Два огромных, ослепительно белых куполообразных строения, в которых находились ядерные реакторы, были прекрасны благодаря простоте своей внешней конструкции и в то же время зловещи и пугающи, если помнить об их назначении. Они, безусловно, внушали благоговейный страх. Каждое из них было высотой с двадцатипятиэтажное здание, в диаметре – сорок пять метров. Бетонные стены толщиной в метр были надежно усилены самыми большими в Соединенных Штатах стальными перекладинами. Между этими сооружениями, в каждом из которых находились также четыре парогенератора для выработки электрического тока, располагался приземистый, некрасивый дом, не представлявший абсолютно никакой архитектурной ценности. В нем находились два турбогенератора, два конденсатора и два водяных испарителя.
Со стороны моря к этим зданиям примыкало шестиэтажное строение длиной примерно семьдесят метров, не совсем удачно названное вспомогательным корпусом.
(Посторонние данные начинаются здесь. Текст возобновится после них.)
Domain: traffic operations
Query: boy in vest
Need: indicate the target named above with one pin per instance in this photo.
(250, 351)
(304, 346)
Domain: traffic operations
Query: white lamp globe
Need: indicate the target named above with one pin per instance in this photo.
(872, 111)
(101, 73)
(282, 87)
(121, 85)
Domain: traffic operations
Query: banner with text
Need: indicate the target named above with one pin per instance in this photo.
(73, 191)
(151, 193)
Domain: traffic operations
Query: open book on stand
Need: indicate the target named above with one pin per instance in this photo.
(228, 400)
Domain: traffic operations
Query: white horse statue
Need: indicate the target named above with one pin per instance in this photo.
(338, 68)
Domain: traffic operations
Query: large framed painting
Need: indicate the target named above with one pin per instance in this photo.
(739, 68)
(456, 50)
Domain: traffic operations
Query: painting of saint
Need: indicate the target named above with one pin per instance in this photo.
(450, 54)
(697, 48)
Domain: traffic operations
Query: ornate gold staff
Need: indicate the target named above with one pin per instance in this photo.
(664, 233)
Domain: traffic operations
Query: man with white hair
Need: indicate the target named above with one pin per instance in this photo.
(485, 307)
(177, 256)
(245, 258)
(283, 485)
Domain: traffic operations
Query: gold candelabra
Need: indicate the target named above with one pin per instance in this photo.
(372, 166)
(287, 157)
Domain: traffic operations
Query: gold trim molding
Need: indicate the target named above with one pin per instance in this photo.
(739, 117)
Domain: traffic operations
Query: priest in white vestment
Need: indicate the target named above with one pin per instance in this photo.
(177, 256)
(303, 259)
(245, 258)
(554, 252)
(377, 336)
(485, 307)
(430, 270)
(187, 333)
Здесь располагались центры управления работой обоих реакторов, пульты операторов со сложным оборудованием систем контроля ядерной и радиационной безопасности, а также ремонтные службы.
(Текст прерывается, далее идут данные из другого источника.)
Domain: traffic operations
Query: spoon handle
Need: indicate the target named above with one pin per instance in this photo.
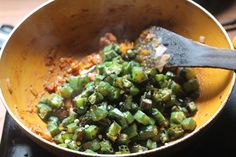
(217, 58)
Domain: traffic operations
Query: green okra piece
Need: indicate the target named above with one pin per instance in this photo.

От вспомогательного корпуса с обеих сторон отходили два крыла, по размерам вдвое меньше основного здания. Эти помещения требовали столь же деликатного и внимательного отношения, как и сам реактор, поскольку здесь хранилось ядерное топливо. В целом на строительство всего комплекса понадобилось где-то около трети миллиона кубических метров бетона и примерно пятьдесят тысяч тонн стали. Но что самое замечательное, для круглосуточного управления этим огромным комплексом требовалось всего лишь восемьдесят человек, включая довольно многочисленную охрану.
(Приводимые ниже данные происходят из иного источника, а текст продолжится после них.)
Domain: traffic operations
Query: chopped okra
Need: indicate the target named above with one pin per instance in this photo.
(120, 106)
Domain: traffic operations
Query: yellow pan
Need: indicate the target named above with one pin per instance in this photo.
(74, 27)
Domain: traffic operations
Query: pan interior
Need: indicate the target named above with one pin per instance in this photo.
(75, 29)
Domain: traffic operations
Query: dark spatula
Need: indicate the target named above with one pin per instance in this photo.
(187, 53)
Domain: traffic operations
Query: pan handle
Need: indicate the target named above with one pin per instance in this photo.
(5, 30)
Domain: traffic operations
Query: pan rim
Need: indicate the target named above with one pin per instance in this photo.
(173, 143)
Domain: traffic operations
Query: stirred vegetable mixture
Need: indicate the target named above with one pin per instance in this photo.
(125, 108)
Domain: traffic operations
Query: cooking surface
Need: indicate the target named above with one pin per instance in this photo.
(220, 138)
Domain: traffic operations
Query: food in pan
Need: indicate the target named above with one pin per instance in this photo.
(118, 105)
За двадцать метров до ворот Райдера остановил охранник, одетый в непривычную форму, с карабином, который он даже не удосужился снять с плеча. Райдер высунулся из окна автомобиля.
– У вас что сегодня, день открытых дверей? Свободный вход и выход?
– Сержант Райдер. – Маленький человечек, говоривший с сильным ирландским акцентом, попытался улыбнуться, но от этого стал выглядеть еще мрачнее. – Что толку запирать пустую конюшню? К тому же скоро пожалуют целые толпы законников.
– И все они будут снова и снова задавать одни и те же глупые вопросы, вот так же, как я сейчас. Не унывайте, Джон. Я прослежу, чтобы они не обвинили вас в государственной измене. Кстати, во время похищения вы были на дежурстве?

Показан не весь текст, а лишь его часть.